Олень, пронзённый стрелой
I.
Готлиб Зигфридович уже в который раз перечитывал старые древнегреческие и древнеримские рукописи, в которых упоминалось о верованиях скифов и савроматов, проживавших на берегах Таны в глубокой древности. Вот и в этот холодный зимний вечер 1731 года тридцатисемилетний профессор Петербургской Академии наук вновь читал рукописи Клавдия Птолемея и вдруг воскликнул:
– Да это же прямая связь с легендой о белом олене! Теперь понятно, откуда ведут свои истоки все легенды о донском олене, пронзенном стрелой…
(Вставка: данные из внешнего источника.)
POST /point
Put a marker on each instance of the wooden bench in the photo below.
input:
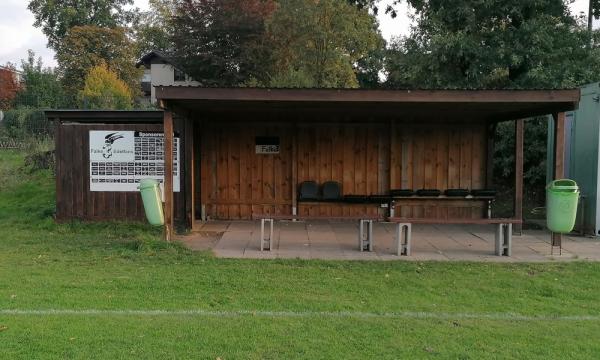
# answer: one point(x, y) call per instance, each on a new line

Готлиб Зигфрид Байер, знаток восточных языков, историк и филолог, переехал в Россию еще в конце 1725 года и стал одним из первых академиков Петербургской Академии Наук. Возглавив кафедру древностей и восточных языков, известный немецкий историк увлекся русской древней историей и стал серьезно изучать имеющиеся в Германии и в России латинские и греческие рукописи, касающиеся древней истории России. В Академии его просто называли Готлибом, а первые студенты Академической гимназии, которую открыли по инициативе Байера, называли его уважительно Готлибом Зигфридовичем. Прекрасный ученый, душевный и мягкий человек, к своему стыду не владел русским языком и очень этим тяготился. Один из не многих для тех времен ученый, свободно читающий древние восточные и греческие рукописи на языке оригинала, за долгие годы работы в Петербурге так и не сумел осилить грамматику русского языка. Вот и в этот зимний вечер восторженный возглас естественно прозвучал на его родном языке.
Готлиб еще раз перелистал рукопись Птолемея и задумался. Сравнивая с другими источниками о верованиях древних жителей Причерноморья и Подонья, его осенила мысль, что олень явно являлся символом не только религиозных верований, но и быта первых жителей древней Танаиды. Среди многих племен савроматов, пришедших на Дон после скифов и постепенно вытесняющих их с насиженных земель, бытовали языческие верования в могущество Вселенной. Согласно этой вере, скифские и савроматские жрецы трактовали Древо жизни, как центр Вселенной, связывающий верхний и нижний мир. Древо жизни – источник солнца, священного огня вечной жизни, символ плодородия и обновляющейся природы. Священные олени, пасущиеся около Древа жизни, имеют доступ в верхний и нижний миры, обладают способностью перемещаться во времени и в пространстве, благоприятно воздействуют на размножение скота, преумножение человеческого рода.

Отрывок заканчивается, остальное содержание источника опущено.